Navy Pier Fundraiser Sets Record
“Navy Pier hosted its most successful gala fundraiser in its history as an independent nonprofit, raising more than $1.4 million and drawing more than 600 guests [to its] event, ‘A Legacy ExPIERience,’ [which also] celebrated the contributions made to the ‘People’s Pier’ by its cultural partner Chicago Shakespeare Theater and business and civic leader William ‘Bill’ Brodsky,” reports Crain’s.
Shedd Researchers Document Mass Coral Mortality In Florida
“Shedd Aquarium researchers recently returned from a trip to the Florida Keys and Dry Tortugas to monitor how corals are responding to record-high ocean temperatures, and what they discovered was unprecedented. Across seventy-six sites, around ninety-to-ninety-five percent of corals showed signs of extreme bleaching—and many endangered species were nearly all dead. Many of the corals that were vibrant and healthy just a few months prior are now stark white or covered in algae.” More on Shedd and corals here.
A Midwestern Future Without Coal
“The fossil fuel defined economies and local traditions,” reports Grist. But “coal isn’t king anymore… in the Midwest, where coal plants face an uncertain future. All across the region, villages, cities and towns are reckoning with what climate change will mean for coal, not just as an energy source but as a cultural icon in America’s heartland. Despite feelings of pride in coal-dependent communities, coal is still one of the most carbon-intensive fossil fuels, sickening people and polluting waterways. Some populations look at the end of coal not with nostalgia but with relief. But for all of them, one question remains: What does a world without coal look like?”

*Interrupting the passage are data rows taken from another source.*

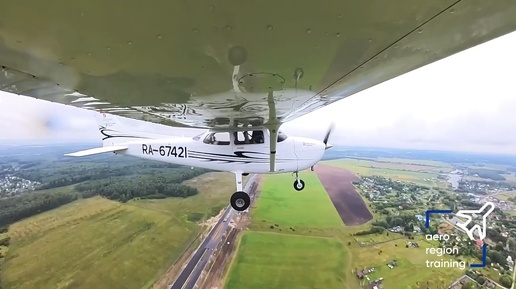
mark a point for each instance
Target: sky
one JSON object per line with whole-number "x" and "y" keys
{"x": 466, "y": 102}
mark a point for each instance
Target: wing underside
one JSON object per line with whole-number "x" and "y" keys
{"x": 215, "y": 65}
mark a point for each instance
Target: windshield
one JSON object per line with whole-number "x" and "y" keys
{"x": 281, "y": 136}
{"x": 198, "y": 137}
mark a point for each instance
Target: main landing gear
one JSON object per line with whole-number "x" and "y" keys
{"x": 299, "y": 185}
{"x": 240, "y": 200}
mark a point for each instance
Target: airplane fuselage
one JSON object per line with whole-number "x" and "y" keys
{"x": 292, "y": 154}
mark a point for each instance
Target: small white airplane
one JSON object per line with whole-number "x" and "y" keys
{"x": 242, "y": 152}
{"x": 228, "y": 66}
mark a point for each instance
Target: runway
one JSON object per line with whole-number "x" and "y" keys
{"x": 193, "y": 270}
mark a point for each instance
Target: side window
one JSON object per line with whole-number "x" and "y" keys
{"x": 217, "y": 138}
{"x": 249, "y": 137}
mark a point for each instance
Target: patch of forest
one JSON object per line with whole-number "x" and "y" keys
{"x": 149, "y": 186}
{"x": 113, "y": 177}
{"x": 15, "y": 209}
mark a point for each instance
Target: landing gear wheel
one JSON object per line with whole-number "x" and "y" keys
{"x": 299, "y": 185}
{"x": 240, "y": 201}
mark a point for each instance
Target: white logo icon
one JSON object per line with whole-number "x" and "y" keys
{"x": 486, "y": 209}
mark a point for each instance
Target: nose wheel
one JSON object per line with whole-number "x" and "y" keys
{"x": 240, "y": 201}
{"x": 299, "y": 185}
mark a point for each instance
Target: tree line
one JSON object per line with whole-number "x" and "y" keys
{"x": 124, "y": 188}
{"x": 15, "y": 209}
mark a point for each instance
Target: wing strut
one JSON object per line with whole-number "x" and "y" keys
{"x": 273, "y": 126}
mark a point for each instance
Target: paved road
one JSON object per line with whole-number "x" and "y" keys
{"x": 197, "y": 263}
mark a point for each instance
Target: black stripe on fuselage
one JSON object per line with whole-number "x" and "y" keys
{"x": 104, "y": 131}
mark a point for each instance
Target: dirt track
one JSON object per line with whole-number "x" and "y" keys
{"x": 338, "y": 183}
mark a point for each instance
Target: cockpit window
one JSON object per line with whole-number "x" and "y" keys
{"x": 281, "y": 136}
{"x": 198, "y": 137}
{"x": 217, "y": 138}
{"x": 249, "y": 137}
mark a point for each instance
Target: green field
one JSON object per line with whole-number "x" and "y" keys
{"x": 420, "y": 172}
{"x": 278, "y": 257}
{"x": 270, "y": 260}
{"x": 280, "y": 204}
{"x": 98, "y": 243}
{"x": 411, "y": 266}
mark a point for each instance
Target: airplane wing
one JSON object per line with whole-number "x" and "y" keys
{"x": 95, "y": 151}
{"x": 218, "y": 64}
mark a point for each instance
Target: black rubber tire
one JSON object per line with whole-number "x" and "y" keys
{"x": 240, "y": 201}
{"x": 299, "y": 186}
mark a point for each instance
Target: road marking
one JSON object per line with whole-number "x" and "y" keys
{"x": 193, "y": 270}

TSA Confiscates Loaded Firearms At Record Rate
“The Transportation Security Administration said it intercepts nearly twenty unauthorized guns per day at checkpoints nationwide, putting the agency on track to break its annual firearms record,” reports ABC News. “TSA has found more than 5,000 firearms at airport security checkpoints” this year, “where guns are not permitted. Last year, the agency prevented a record 6,542 firearms from getting onboard… In just the third quarter of this year alone, TSA officers stopped more than 1,800 firearms in carry-on—ninety-four percent of which were loaded.”